Hay entrevistas en las que Paul Preciado relata la serie de líos que se le presentaron en su tránsito al mundo masculino, y no precisamente por la fría bienvenida de los hombres a ese círculo, sino más bien por la de las propias mujeres que la juzgaron por cambiar de bando. Como si se tratara de la Flaca Alejandra, militante del MIR chileno que, al ser capturada por la DINA, el aparato de inteligencia pinochetista, se vio seducida por la traición, y se convirtió en eso que en Chile se llama “sapo”. Chivato. Soplona. Traicionera. No, no es el caso de Preciado. Más bien se convirtió en una suerte de existencia menor dentro de la existencia menor, un acercamiento ni envenenado ni usurero que se extiende a cualquier tipo de simpatía o llano amor por lo masculino.

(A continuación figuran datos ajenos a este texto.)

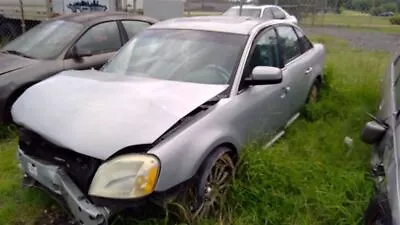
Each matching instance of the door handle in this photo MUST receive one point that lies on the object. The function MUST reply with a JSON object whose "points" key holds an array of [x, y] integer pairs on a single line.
{"points": [[286, 90], [308, 71]]}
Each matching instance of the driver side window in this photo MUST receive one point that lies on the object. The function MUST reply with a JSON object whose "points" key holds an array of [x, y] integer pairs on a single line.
{"points": [[266, 51]]}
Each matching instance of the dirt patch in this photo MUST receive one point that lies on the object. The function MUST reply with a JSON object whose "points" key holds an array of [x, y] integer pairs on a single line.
{"points": [[368, 40]]}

La española Luna Miguel, en su libro Poesía masculina, realiza una operación osada: impostar la voz de uno, pero no sólo eso, sino la voz del hombre en el camarín, en aquel sitio en el que la lengua pierde diplomacia y se torna incluso pornográfica. Obscena, anal por humor grueso o morboso. Oficiar de espía en territorios de restricción sexual es un modo de investigación textual poco estudiado. Se sabe que un hombre entre mujeres es un pangolín descerebrado, de caparazón blando y de caminar lento, con cierto temor. El hombre castrado. Todo depende del contexto del texto, sobre qué escenario los poemas harán su triatlón. La operación de travestirse adquiere su potencia en este hecho. Enrique Lihn y Nicanor Parra (poetas chilenos) inventaron heterónimos en dictadura (Pompier y El Cristo del Elqui, respectivamente) pues requerían de una máscara para pronunciar discursos vetados, aquello de lo que no estaba permitido hablar. Todo esto sin perder de vista lo humorístico. Es difícil llegar a acuerdos en esto, a veces los mecanismos de censura son bastante torpes. Pero esa es la tecla hoy. Desacordarse. El desencuentro. Por eso el gesto de Miguel, o de Luna, lleva las esporas de estas escaramuzas. El coraje necesario para explorar el callamiento, sortear la autorización de habla y con humor. Un acercamiento no feísta a la masculinidad, lo indecible que expresa en escenas sencillas y cargadas de piel, como en el poema “Hemos visto cuatro veces las cuatro películas de Shrek”: “Mi mujer caga y en su esfuerzo se le escapa / un delicado pero desgarrador gemido / que por alguna razón colma mis ojos /de lágrimas”.
Luna Miguel, Poesía masculina, La Bella Varsovia, 2021, 76 págs.